If this is done, you do not have to pass ``max_t`` when creating the
scheduler.
- ``grace_period`` and ``reduction_factor`` determine the rung levels,
which are ``grace_period``, ``grace_period * reduction_factor``,
``grace_period * (reduction_factor ** 2)``, etc. All rung levels must
be less or equal than ``max_t``. It is recommended to make ``max_t``
equal to the largest rung level. For example, if
``grace_period = 1``, ``reduction_factor = 3``, it is in general
recommended to use ``max_t = 9``, ``max_t = 27``, or ``max_t = 81``.
Choosing a ``max_t`` value "off the grid" works against the
successive halving principle that the total resources spent in a rung
should be roughly equal between rungs. If in the example above, you
set ``max_t = 10``, about a third of configurations reaching 9 epochs
are allowed to proceed, but only for one more epoch.

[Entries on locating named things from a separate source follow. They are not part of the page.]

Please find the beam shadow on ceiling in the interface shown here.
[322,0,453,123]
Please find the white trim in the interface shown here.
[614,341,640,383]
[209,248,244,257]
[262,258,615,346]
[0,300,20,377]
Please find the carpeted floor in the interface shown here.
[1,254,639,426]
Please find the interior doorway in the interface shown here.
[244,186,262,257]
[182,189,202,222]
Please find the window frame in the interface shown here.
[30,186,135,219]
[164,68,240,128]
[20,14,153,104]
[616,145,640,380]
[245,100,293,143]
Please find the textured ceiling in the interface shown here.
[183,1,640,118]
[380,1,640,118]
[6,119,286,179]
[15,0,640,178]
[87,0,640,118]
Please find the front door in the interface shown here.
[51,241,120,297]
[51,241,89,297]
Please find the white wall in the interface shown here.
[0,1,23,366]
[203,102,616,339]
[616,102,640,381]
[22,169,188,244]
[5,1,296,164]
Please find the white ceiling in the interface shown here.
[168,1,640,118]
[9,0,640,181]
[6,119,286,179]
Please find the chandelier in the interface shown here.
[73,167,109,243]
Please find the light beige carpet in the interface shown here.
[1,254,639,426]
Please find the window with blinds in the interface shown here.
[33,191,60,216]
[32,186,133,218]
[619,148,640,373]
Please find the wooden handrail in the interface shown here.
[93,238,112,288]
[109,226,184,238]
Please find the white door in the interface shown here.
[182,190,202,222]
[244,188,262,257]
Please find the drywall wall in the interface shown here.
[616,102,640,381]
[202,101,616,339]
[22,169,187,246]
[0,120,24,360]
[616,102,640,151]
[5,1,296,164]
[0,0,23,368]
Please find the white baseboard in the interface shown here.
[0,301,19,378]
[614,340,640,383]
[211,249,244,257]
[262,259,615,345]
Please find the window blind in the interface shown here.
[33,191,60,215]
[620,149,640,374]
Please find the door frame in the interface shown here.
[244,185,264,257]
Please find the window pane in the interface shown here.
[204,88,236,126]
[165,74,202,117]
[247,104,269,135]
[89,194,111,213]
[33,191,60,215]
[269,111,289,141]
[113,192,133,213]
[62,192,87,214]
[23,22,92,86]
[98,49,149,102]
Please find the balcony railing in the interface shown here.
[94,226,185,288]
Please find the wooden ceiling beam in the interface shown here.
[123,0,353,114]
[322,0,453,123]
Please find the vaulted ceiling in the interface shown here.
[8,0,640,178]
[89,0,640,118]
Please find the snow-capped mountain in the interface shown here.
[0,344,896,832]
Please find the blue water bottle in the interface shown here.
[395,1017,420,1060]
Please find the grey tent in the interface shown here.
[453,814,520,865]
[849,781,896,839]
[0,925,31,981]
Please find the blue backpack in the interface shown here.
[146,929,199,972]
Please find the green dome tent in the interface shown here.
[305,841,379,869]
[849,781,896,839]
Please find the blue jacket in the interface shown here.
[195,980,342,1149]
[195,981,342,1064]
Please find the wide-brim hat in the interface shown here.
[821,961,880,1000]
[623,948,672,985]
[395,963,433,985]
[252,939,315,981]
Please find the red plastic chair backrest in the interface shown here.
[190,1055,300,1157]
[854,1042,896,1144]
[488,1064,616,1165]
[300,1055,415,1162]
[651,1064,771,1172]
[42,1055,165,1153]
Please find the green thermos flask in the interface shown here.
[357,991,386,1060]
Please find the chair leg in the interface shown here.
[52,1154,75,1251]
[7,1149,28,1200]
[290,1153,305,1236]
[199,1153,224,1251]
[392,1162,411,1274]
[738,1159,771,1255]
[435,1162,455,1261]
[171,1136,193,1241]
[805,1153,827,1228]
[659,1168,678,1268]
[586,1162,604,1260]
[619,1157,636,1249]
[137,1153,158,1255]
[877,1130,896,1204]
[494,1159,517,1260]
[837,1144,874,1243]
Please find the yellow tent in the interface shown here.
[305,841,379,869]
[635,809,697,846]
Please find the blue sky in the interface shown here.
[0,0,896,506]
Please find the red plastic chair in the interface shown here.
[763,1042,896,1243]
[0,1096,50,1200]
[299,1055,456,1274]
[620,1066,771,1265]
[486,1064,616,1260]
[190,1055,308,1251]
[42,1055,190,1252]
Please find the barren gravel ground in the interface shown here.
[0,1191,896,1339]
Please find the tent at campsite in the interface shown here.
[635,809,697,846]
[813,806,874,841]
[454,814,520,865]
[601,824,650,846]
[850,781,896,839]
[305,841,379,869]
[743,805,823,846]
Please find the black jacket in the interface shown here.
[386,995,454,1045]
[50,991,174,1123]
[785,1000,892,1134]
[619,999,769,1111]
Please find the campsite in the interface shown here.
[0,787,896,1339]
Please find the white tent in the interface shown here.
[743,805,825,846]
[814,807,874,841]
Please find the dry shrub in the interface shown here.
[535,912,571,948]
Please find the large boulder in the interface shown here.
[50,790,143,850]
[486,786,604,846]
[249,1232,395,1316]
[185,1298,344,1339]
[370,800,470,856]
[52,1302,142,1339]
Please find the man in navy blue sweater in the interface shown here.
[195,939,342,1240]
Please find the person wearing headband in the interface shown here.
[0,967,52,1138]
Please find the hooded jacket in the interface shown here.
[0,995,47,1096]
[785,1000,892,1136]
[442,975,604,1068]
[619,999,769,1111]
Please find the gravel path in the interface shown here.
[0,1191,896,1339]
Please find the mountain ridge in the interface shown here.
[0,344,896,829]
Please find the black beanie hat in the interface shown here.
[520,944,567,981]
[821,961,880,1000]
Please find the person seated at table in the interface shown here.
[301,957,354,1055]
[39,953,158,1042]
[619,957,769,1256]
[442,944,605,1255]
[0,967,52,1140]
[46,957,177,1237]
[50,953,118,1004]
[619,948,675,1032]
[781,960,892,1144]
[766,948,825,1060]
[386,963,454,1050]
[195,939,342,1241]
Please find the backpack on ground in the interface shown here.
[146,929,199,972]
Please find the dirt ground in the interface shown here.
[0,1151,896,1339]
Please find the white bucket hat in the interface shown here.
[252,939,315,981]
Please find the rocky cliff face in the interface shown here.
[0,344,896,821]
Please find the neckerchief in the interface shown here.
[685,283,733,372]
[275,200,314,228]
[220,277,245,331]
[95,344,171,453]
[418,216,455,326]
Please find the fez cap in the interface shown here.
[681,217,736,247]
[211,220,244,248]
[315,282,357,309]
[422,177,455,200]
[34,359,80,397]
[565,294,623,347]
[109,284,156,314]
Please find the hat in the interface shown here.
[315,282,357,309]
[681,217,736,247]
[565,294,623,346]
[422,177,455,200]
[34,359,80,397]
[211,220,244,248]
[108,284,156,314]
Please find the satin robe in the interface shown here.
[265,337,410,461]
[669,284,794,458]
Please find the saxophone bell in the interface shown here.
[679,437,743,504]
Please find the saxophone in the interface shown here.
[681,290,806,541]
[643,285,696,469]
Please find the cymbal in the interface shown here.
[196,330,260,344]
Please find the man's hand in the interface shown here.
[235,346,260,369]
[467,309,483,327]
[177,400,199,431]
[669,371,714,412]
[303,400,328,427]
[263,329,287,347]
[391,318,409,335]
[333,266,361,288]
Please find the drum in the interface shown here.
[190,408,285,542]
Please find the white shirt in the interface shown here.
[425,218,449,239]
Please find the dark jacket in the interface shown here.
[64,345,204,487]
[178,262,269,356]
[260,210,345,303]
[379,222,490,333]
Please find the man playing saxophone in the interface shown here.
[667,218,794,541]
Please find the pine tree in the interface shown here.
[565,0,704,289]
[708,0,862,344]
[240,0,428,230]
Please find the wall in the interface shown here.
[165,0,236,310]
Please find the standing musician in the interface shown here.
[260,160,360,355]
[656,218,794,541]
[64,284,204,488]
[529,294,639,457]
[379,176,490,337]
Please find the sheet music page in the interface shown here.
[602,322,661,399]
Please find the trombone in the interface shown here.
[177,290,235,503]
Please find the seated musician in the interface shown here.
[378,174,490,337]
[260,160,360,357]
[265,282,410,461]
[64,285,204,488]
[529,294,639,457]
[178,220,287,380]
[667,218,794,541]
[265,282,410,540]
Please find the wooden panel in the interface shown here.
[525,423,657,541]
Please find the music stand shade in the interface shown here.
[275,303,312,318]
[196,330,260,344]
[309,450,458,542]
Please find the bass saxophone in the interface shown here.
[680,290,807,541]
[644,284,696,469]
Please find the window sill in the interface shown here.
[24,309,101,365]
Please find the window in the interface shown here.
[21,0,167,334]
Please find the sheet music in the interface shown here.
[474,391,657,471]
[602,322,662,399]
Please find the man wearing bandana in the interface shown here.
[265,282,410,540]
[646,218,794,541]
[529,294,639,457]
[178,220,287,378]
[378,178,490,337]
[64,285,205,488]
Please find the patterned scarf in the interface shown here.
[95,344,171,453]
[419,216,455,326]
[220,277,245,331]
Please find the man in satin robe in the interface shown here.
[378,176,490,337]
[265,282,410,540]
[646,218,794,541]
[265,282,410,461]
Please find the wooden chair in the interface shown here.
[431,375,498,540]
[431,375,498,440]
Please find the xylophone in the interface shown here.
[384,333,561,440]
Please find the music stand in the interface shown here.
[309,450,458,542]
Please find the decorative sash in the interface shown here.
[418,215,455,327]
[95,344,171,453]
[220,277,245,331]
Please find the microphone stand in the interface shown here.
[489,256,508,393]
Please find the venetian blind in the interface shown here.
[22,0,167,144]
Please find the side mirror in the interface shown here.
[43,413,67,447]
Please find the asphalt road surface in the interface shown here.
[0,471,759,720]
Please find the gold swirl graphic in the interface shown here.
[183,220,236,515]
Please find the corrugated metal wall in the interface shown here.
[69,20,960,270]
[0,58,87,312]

- With ``reduction_factor``, you tune the extent to which successive
halving filtering is applied. The larger this integer, the fewer
configurations make it to higher number of epochs. Values 2, 3, 4 are
commonly used.
- Finally, ``grace_period`` should be set to the smallest resource
(number of epochs) for which you expect any meaningful
differentiation between configurations. While ``grace_period = 1``
should always be explored, it may be too low for any meaningful
stopping decisions to be made at the first rung.
- ``brackets`` sets the maximum number of brackets in Hyperband (make
sure to study the Hyperband paper or follow-ups for details). For
``brackets = 1``, you are running successive halving (single
bracket). Higher brackets have larger effective ``grace_period``
values (so runs are not stopped until later), yet are also chosen
with less probability. We recommend to always consider successive
halving (``brackets = 1``) in a comparison.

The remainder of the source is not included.